SURABAYA - Sebanyak 20 pejabat penting di pemerintahan kota Surabaya dimutasi. Keputusan Wali Kota Surabaya Eri Cahyadi itu dilakukan dengan menyesuaikan struktur organisasi dan tata kerja (SOTK) baru yang mulai berlaku per 2022.

"Hari ini memang ada sejumlah penempatan untuk SOTK yang baru. Di situlah, juga ada penyesuaian nama (dinas) sehingga pasti ada mutasi," jelas Wali Kota Eri saat melantik 20 pejabat penting di Balai Kota Surabaya, Jawa Timur dikutip Antara, Senin, 20 Desember.

Eri Cahyadi Gabungkan Sejumlah Dinas

Eri Cahyadi menilai ada sejumlah organisasi perangkat daerah (OPD) yang dijadikan satu yakni Dinas Kebersihan dan Ruang Terbuka Hijau (DKRTH) dan Dinas Perumahan Rakyat dan Kawasan Permukiman, Cipta Karya dan Tata Ruang (DPRKPCKTR).

Dua dinas tersebut melebur menjadi Dinas Perumahan Rakyat dan Kawasan Permukiman serta Pertanahan (DPRKPP). Pada posisi Kepala DPRKPP. Selain itu Walkot Eri menunjuk Irvan Wahyudrajad yang sebelumnya menjabat Kepala Dinas Perhubungan.

Selain itu, Dinas Kepemudaan dan Olahraga (Dispora) dan Dinas Kebudayaan dan Pariwisata (Disbudpar) yang digabung menjadi Dinas Kebudayaan, Kepemudaan dan Olahraga serta Pariwisata (DKKORP).

Kursi kepala DKKORP akan diisi oleh Wiwiek Widayati yang sebelumnya menjabat Kepala Dinas Perdagangan.

Pemkot Surabaya Lakukan Pergeseran Pejabat

Selain menyesuaikan SOTK baru, dilakukan pula pergeseran dengan mempertimbangkan kualitas masing-masing figur. Oleh karenanya, selain kepala dinas, ada pengisian sejumlah jabatan fungsional, di antaranya Kepala Dinas Pekerjaan Umum Bina Marga dan Pematusan (DPUBMP) Kota Surabaya Erna Purnawati yang kini menjadi Asisten Pemerintahan dan Kesejahteraan Rakyat.

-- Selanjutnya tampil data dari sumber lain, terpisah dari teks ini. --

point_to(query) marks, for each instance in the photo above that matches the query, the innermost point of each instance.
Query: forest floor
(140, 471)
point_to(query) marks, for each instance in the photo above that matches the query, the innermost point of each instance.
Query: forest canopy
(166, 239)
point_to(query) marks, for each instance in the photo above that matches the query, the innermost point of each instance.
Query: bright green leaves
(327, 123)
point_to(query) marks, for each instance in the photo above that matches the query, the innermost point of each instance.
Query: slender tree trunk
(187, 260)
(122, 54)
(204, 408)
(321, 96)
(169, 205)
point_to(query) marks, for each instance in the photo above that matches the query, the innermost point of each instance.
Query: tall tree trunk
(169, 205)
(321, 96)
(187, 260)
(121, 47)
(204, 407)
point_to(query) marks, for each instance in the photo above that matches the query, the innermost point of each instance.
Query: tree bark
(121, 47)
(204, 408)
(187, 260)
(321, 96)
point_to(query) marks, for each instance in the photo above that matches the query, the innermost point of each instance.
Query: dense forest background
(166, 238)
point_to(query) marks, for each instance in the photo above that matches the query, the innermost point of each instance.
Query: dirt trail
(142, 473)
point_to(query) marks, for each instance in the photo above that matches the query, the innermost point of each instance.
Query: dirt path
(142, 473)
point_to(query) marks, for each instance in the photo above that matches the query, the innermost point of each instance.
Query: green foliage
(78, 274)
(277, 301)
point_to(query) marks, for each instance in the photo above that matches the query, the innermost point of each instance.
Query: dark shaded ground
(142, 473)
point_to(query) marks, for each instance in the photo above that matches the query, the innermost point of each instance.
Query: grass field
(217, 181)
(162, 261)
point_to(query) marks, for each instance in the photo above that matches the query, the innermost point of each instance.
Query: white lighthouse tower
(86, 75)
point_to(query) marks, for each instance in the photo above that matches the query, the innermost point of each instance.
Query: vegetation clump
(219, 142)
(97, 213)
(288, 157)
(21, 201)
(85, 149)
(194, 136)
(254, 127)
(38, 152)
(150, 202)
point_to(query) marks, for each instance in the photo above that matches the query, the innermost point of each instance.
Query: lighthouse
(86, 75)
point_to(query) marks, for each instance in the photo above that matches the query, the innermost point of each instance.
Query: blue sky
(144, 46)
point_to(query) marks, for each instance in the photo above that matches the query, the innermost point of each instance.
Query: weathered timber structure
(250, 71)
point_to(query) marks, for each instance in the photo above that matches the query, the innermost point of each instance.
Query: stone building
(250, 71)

Selanjutnya, Kepala Badan Penanggulangan Bencana dan Linmas Kota Surabaya Irvan Widyanto yang kini menjadi Asisten Perekonomian dan Pembangunan. Selain itu, juga Kepala Dinas Kesehatan (Kadinkes) Kota Surabaya Febria Rachmanita yang kini menjadi Asisten Adminstrasi Umum.

Penjunjukan Staf Ahli

Ada pula sejumlah pengisian staf ahli. Kepala Dinas Kepemudaan dan Olahraga (Kadispora) Kota Surabaya M. Afghani Wardhana menjadi Staf Ahli Wali Kota Bidang Hukum, Politik, dan Pemerintahan; Kepala Dinas Pendidikan Surabaya Supomo yang kini menjadi Staf Ahli Wali Kota Bidang Kemasyarakatan dan Sumber Daya Manusia.

"Wali Kota tak bisa bergerak sendiri. Kami butuh pendamping. Makanya, ada staf ahli wali kota. Itu harus kembalikan ke muruahnya. Mereka orang-orang hebat," kata Eri Cahyadi.

Wali Kota Surabaya menegaskan pengisian beberapa posisi oleh sejumlah nama juga memastikan kapabilitas masing-masing figur. Hal ini dibuktikan dengan hasil asesmen.

"Bukan hanya oleh Pemkot, melainkan juga sejumlah pihak lain, yakni pihak pemerintah provinsi, akademikus, panitia seleksi, dan 360 degree assessment (asesmen 360 derajat). Bahkan, asesmen dilakukan empat kali," kata Eri.